The labour must be an independent union, and especially now that we are having a dwindling economy, all these things are what we have prepared for long time ago. We are also increasing the workforce day-in-day out.
How has the economic recession affected your company?
We have a factory where we produce table water, so it affects us adversely, because we depend on electricity to survive. We always have erratic power supply, that means we must depend on generator. We spend about N7.5 million alone on diesel on a monthly basis. Again, we are hotelier, so we must put on light for our customers 24 hours each day. We spend money on the most important things in the company and cut less important things for us to survive this economic hardship.
As a producing company, how did you manage the issue of importation of beverages and confectionaries that can be produced locally?We do not need importation of beverage and confectionaries in Nigeria. Government should provide basic amenities such as regular electricity and infrastructures.
Again, these importations are killing local industries and reducing their abilities to create jobs. Nigerian products are the best in the world, in terms of the quality.
All those imported beverages have limited life span and their life span is six months, but those produced in Nigeria are always fresh. And NAFDAC can not see everything, that is why those people that drink from the expired products die everyday. Federal Government must put an end to this trend, because Nigerian can produce more.
What has NLC done to prevent casualisation of workers in the country?

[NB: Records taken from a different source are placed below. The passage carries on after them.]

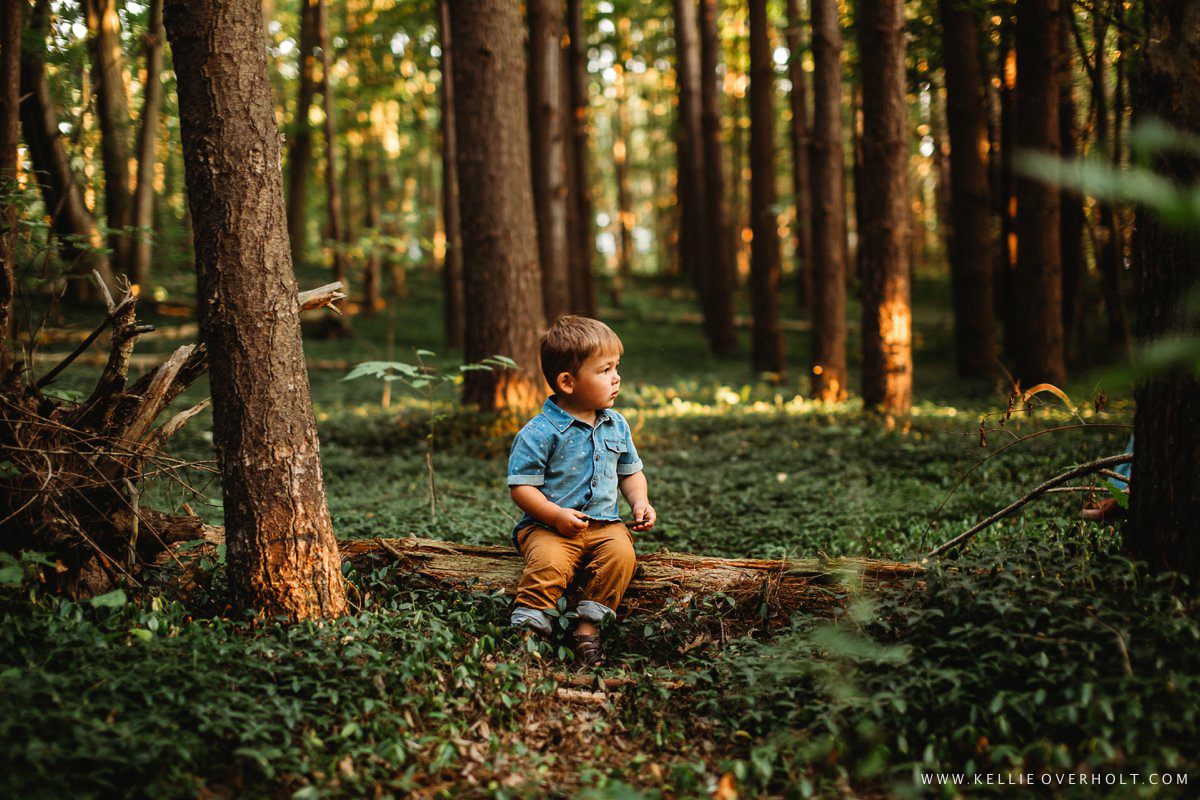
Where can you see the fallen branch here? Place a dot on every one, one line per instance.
(784, 584)
(1071, 474)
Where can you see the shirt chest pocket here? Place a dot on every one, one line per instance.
(613, 450)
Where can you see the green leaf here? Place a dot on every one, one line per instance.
(114, 599)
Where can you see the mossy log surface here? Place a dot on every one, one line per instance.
(785, 584)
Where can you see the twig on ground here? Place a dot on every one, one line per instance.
(1073, 473)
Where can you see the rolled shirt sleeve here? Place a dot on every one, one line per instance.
(629, 463)
(527, 461)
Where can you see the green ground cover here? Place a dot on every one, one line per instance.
(1042, 650)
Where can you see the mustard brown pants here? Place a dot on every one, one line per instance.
(605, 549)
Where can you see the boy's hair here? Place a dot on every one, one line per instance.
(570, 341)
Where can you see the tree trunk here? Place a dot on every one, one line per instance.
(11, 26)
(719, 281)
(1165, 493)
(372, 272)
(624, 202)
(1005, 284)
(690, 149)
(333, 192)
(828, 209)
(300, 152)
(281, 548)
(883, 227)
(583, 244)
(70, 220)
(799, 139)
(113, 110)
(1110, 253)
(546, 134)
(451, 263)
(767, 353)
(1038, 288)
(1071, 220)
(148, 137)
(499, 234)
(970, 222)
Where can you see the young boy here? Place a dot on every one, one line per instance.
(564, 471)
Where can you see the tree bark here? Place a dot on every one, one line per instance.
(1038, 288)
(546, 134)
(333, 192)
(828, 313)
(970, 221)
(621, 173)
(499, 236)
(300, 152)
(113, 110)
(583, 244)
(11, 28)
(1071, 220)
(148, 137)
(70, 220)
(883, 227)
(719, 281)
(767, 348)
(1165, 493)
(1110, 253)
(1006, 191)
(690, 148)
(799, 140)
(451, 263)
(281, 548)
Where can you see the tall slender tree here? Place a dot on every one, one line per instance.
(883, 227)
(799, 139)
(767, 349)
(828, 361)
(1110, 251)
(1165, 493)
(583, 245)
(499, 236)
(300, 136)
(720, 278)
(546, 134)
(79, 242)
(1038, 289)
(689, 146)
(11, 26)
(113, 112)
(970, 220)
(281, 548)
(451, 263)
(333, 191)
(154, 41)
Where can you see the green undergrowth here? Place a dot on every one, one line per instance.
(1047, 660)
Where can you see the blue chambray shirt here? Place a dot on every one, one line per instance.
(574, 464)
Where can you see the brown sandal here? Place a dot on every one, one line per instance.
(587, 651)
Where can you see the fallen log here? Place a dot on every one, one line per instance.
(817, 584)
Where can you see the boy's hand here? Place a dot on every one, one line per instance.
(570, 523)
(645, 516)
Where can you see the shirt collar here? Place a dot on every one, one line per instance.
(562, 420)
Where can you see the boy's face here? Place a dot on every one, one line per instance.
(595, 384)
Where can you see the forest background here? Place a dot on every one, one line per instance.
(811, 226)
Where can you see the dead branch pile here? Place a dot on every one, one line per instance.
(70, 470)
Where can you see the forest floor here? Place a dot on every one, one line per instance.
(1039, 651)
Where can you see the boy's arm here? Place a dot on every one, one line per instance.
(635, 489)
(568, 522)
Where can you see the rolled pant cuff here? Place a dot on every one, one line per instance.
(533, 618)
(593, 612)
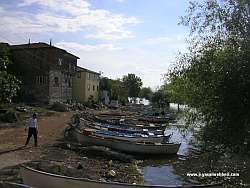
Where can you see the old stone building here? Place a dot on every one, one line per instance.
(46, 72)
(86, 85)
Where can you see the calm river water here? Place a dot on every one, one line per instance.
(173, 170)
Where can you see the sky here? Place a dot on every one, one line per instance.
(114, 37)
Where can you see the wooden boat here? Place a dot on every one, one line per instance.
(13, 185)
(129, 137)
(87, 138)
(121, 127)
(40, 179)
(152, 119)
(132, 127)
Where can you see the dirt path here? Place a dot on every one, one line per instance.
(12, 140)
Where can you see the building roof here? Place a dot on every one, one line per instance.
(81, 69)
(37, 46)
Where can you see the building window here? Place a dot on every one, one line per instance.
(59, 61)
(56, 82)
(79, 75)
(69, 83)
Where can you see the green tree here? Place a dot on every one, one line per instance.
(160, 98)
(146, 92)
(115, 88)
(133, 84)
(214, 76)
(9, 85)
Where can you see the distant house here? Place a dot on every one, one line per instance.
(86, 85)
(46, 71)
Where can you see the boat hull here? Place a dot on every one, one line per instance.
(40, 179)
(125, 145)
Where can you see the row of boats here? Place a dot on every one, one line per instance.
(122, 137)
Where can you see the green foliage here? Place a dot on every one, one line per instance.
(214, 77)
(9, 85)
(133, 83)
(115, 88)
(160, 98)
(146, 92)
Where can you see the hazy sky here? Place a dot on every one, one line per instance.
(113, 36)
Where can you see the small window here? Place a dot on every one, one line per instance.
(59, 61)
(56, 82)
(79, 75)
(69, 83)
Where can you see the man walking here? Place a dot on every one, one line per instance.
(33, 129)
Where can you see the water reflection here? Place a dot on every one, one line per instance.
(173, 171)
(162, 175)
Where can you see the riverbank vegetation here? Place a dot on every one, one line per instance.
(214, 75)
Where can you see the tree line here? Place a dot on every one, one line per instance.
(130, 86)
(214, 75)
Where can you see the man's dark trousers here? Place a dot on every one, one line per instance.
(32, 131)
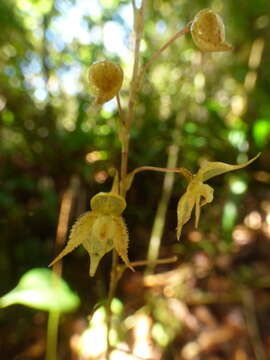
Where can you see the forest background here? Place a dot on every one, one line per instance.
(57, 150)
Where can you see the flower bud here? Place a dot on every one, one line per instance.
(208, 32)
(105, 78)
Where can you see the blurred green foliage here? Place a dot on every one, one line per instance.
(215, 106)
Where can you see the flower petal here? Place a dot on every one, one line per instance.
(121, 240)
(100, 240)
(184, 210)
(211, 169)
(208, 32)
(79, 232)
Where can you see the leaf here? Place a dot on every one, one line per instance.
(43, 290)
(211, 169)
(261, 132)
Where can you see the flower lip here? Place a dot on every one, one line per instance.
(108, 203)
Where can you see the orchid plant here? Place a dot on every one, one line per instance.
(103, 229)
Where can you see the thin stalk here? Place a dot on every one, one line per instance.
(185, 172)
(176, 36)
(52, 329)
(124, 138)
(252, 325)
(159, 222)
(158, 226)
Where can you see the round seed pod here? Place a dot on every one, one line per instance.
(108, 204)
(105, 78)
(208, 32)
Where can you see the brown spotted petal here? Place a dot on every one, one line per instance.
(105, 79)
(208, 32)
(79, 233)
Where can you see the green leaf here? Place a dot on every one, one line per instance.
(261, 132)
(41, 289)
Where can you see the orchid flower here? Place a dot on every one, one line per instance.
(100, 230)
(199, 194)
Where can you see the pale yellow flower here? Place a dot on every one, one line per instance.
(105, 79)
(208, 32)
(100, 230)
(199, 194)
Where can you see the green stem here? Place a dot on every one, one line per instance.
(52, 330)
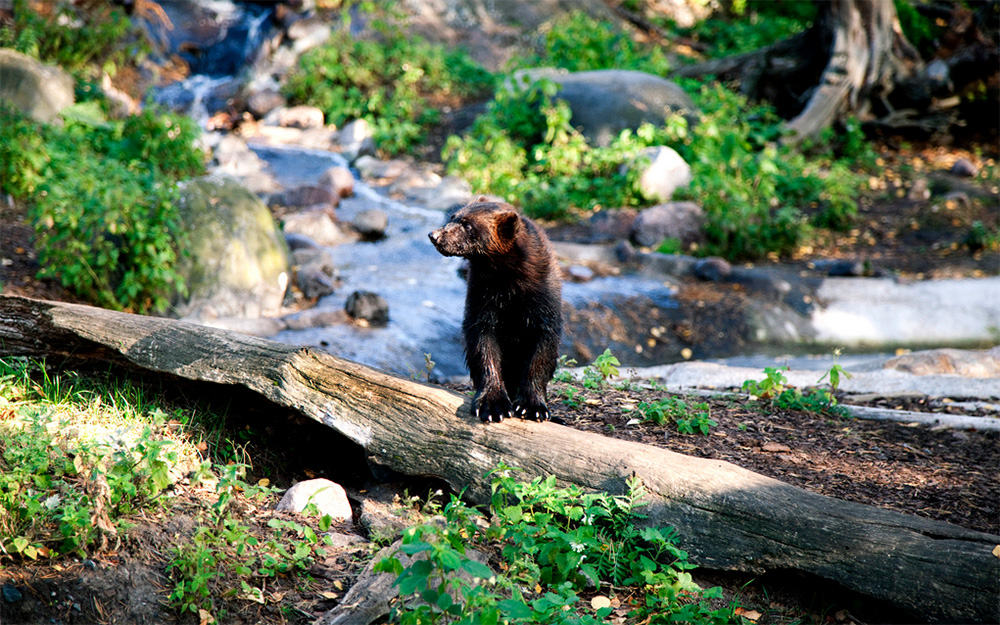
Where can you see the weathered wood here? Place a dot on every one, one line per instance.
(728, 517)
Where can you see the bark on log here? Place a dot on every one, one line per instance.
(728, 517)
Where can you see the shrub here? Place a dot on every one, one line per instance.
(391, 80)
(103, 201)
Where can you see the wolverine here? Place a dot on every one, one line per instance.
(513, 307)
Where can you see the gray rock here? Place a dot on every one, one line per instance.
(262, 102)
(371, 223)
(315, 224)
(328, 497)
(665, 173)
(301, 117)
(339, 180)
(301, 197)
(10, 594)
(238, 264)
(611, 225)
(580, 273)
(965, 168)
(367, 306)
(315, 274)
(713, 269)
(32, 87)
(356, 139)
(607, 101)
(674, 220)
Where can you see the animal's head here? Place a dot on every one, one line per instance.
(481, 228)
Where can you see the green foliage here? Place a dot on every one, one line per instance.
(224, 550)
(603, 368)
(690, 419)
(755, 24)
(775, 390)
(74, 38)
(554, 543)
(577, 42)
(103, 200)
(391, 80)
(62, 495)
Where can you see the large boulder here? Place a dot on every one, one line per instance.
(607, 101)
(238, 263)
(34, 88)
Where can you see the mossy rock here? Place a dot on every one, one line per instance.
(237, 262)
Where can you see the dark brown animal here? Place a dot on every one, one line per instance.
(513, 307)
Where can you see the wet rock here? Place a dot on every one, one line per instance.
(371, 224)
(339, 180)
(301, 117)
(446, 193)
(32, 87)
(10, 594)
(328, 497)
(308, 33)
(965, 168)
(665, 173)
(580, 273)
(356, 139)
(306, 195)
(611, 225)
(713, 269)
(316, 225)
(298, 241)
(315, 274)
(367, 306)
(262, 102)
(370, 167)
(239, 264)
(674, 220)
(605, 102)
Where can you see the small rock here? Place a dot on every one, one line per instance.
(965, 168)
(713, 269)
(611, 225)
(339, 180)
(11, 594)
(919, 191)
(328, 497)
(579, 273)
(262, 102)
(371, 223)
(368, 306)
(303, 196)
(673, 220)
(301, 117)
(665, 173)
(316, 225)
(356, 139)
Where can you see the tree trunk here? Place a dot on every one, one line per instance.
(728, 517)
(869, 54)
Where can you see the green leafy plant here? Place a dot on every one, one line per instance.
(690, 419)
(391, 79)
(554, 543)
(103, 201)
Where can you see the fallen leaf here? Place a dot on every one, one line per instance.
(600, 601)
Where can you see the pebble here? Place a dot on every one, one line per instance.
(11, 594)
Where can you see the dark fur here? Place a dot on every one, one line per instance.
(513, 307)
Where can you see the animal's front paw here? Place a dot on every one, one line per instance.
(493, 409)
(534, 410)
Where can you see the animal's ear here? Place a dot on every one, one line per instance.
(507, 223)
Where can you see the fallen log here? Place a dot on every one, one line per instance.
(728, 517)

Casualization of workers is slavery; it is bad that some companies are using university graduates as casual workers. How do they expect the industry and the nation to grow? Federal Government as well as the Ministry of Labour is against it.
Moreover, casualisation of workers is an anti-labour practice; contract staff in direct defiance of numerous extant local and international labour laws.
Such ugly trend is where employers refuse workers to freely join industrial unions of their choice in the workplace, and by so doing, they are denying the workers their right. Federal Government must let all the expatriate investors be aware that they must treat all Nigerian workers with dignity and respect. If they cannot conform to the law of the land, they can leave.
What is NLC doing to adrress the inability of some governors to pay workers’ salary for months?
What some of the governors are doing is criminal. For employers inability to pay his employees is a crime against God and humanity. Any governor that cannot pay his workers should resign and leave the office. They should make sacrifice of their security allowances in paying workers’ salary; most of their children are not in Nigeria.
Can you imagine both husband and wife as government workers? And they have not been paid their salaries for six months, what would they eat? Many workers have died and they are just been punished for what they have not done.
It is slavery and criminality. Any governor that cannot pay his workforce is increasing poverty and hunger in the land and must be blamed for bad things happening in their domain.
What is your take on the anti-corruption crusade by the President Muhammadu Buhari’s administration?
I am in support of it as well as the NLC, this is the time to put an end to this epidemic trend in the country.
The money that belongs to you and I have been diverted into individual accounts. There cannot be infrastructure in the land and the citizens cannot enjoy their life. Let us wage war against corruption so as to revamp our economy to a better standard.
What role do you think agriculture plays in revamping our economy?
There is need to look inward, instead of depending solely on petroleum as our main source of revenue. We should venture into agriculture as it will bring employment opportunities to our teeming youth.
Federal Government should invite specialists from Israel, who could train our graduates to major in agriculture.
More to that, let them specialise either in food production and animal rearing. These will boost our economy rapidly. I remember in early 60s and 70s, the country used to export cash crops like cocoa from West, cotton and groundnut from the North and coal from the East. These had been a major source of our revenue. Let us start again.
How do you think government can tackle the issue of poverty ravaging the country ?
It should provide basic infrastructural amenities such as good road network, stable electricity supply and the likes, as these will enable it to revamp the moribund industries in the land, with a view to creating employment opportunity to all and sundry.
Let me tell you that if people can eat three square meals per day, and they can pay their house rent easily, as well as send their children to school, poverty will be drastically reduced in Nigeria.
If everybody is engaged in one work or the other, then there will be no need to engage in social vices. An idle hand is a devil’s workshop. Issues of militancy, the avengers, bomb attacks, kidnapping and vandalisation of oil pipelines will be a thing of the past in the land.